Have you ever had a panic attack? Do not be discouraged. You can successfully treat this disease with Barry McDonagh’s panic treatment manual. You can download it from the link at the bottom of the page or you can order delivery of the CDs and books directly to your home. Thousands of people were able to deal with anxiety and panic attacks. I am sure that you will achieve positive results. Just do not be afraid to take a step forward.
What is a panic attack?
“Everything starts when I realize that I am breathing with the difficulty. I am all covered with sweat, my head is spinning and my heart jumping out of my chest. Sometimes it makes me sick and I am suffocating. I feel tingling in my legs and numbing in my fingers. It is a strange feeling as if “I am not existing at that moment,”. It is like my soul is separating from the body and I am dying. It is a very horrible feeling. The attack lasts only for five minutes, but it seems like it is an eternity and I am feeling hopeless” – Kate Davenport…
A panic attack can be defined as an unexpected flash of acute fear, usually, it is accompanied by a number of physical symptoms and thoughts about death. The attack continues from two minutes to half an hour, but it seems like an eternity for the patient. At the end of an attack, a person feels weak and deafening and completely overwhelmed. If not treated, attacks may occur several times in the week or even in the day.
How people are feeling during the panic attack?
“Every time is a little bit different. I had the feeling that I was about to vomit or blow over. And recently there was this terrible feeling of suffocation and acute chest pain. Now I understand not only I feel like this” – Linda Gamilton.
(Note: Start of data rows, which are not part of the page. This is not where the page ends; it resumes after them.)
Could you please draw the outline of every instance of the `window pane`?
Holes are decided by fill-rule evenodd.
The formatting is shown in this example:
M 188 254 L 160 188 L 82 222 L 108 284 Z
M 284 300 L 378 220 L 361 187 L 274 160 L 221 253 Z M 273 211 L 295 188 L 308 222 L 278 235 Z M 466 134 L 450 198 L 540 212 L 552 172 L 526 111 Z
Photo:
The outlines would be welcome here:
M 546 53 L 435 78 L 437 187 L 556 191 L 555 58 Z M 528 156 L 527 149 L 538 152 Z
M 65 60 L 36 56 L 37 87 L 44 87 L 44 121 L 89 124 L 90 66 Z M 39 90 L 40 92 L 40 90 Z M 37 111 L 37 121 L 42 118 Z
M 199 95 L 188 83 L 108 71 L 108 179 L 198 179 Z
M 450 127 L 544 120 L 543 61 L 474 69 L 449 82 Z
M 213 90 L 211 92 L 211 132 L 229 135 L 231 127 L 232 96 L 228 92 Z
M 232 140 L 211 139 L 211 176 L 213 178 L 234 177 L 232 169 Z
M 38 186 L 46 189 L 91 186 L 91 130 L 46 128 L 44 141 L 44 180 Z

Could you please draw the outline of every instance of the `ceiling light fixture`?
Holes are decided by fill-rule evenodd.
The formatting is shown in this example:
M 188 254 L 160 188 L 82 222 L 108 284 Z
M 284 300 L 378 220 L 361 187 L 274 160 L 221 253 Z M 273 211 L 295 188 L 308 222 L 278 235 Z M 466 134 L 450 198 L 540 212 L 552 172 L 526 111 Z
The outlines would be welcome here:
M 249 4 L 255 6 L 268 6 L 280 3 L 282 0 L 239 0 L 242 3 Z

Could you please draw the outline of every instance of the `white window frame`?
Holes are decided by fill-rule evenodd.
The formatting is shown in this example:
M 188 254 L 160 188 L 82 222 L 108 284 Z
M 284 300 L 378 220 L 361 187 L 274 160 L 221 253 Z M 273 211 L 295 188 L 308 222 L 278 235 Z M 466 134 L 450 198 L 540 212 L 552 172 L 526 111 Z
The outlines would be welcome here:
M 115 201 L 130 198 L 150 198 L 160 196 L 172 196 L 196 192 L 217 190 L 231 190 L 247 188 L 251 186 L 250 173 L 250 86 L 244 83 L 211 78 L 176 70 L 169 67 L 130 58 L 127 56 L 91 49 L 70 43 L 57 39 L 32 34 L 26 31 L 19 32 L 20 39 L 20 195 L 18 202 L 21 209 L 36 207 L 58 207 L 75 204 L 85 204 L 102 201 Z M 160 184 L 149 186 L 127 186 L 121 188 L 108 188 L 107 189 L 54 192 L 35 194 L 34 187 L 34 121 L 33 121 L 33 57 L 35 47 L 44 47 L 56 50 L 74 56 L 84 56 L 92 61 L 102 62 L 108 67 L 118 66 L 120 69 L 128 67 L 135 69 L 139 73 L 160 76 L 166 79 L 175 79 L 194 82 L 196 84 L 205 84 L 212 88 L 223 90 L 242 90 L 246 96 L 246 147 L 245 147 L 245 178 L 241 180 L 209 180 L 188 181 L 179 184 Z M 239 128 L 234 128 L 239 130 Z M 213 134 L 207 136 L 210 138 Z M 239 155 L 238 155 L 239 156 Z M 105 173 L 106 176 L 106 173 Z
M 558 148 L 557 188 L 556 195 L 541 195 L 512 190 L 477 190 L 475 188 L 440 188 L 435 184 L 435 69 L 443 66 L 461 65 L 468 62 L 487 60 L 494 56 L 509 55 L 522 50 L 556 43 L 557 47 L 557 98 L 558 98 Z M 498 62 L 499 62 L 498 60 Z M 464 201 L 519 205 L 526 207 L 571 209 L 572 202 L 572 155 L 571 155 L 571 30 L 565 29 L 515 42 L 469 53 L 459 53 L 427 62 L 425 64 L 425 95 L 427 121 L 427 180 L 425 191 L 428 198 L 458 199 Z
Panic attacks also frighten, because there seems to be no reason or person evidently has no reason to be nervous or scared. The rapidity with which it grows, the power, and all processes involved in the whole body, only exacerbate the feelings of fear and helplessness. Here are the most common symptoms:
- Breathing difficulties;
- Choking sensation;
- The feeling of lightness or, severity or pain in the chest;
- Trembling, weakness;
- Wet hands and sweating;
- The feeling of tingling or numbness in the hands and feet;
- Heart palpitations;
- Apathy, weakness, the faint and dizziness;
- The feeling of complete “separation” from own body or the surroundings;
- Sickness, feeling of emptiness or discomfort in the stomach or intestines;
- The feeling of heat or cold and “heat waves”.
Besides purely physical symptoms of panic, the patient is usually overwhelmed with painfully disturbing thoughts, such as: „I am crazy“, „I am losing control“, „I am about to unconscious“, „I will fall down without feelings“, “It seems that I have a heart attack”; “I have a stroke”;
Of course, it is unlikely that all of this will actually happen. When an attack goes away, these ideas seem absurd, but at the moment they take possession of it, like an obsessive delirium. However, fears can be so real that sank deep in the memory and increase anxiety and worry in periods between two attacks.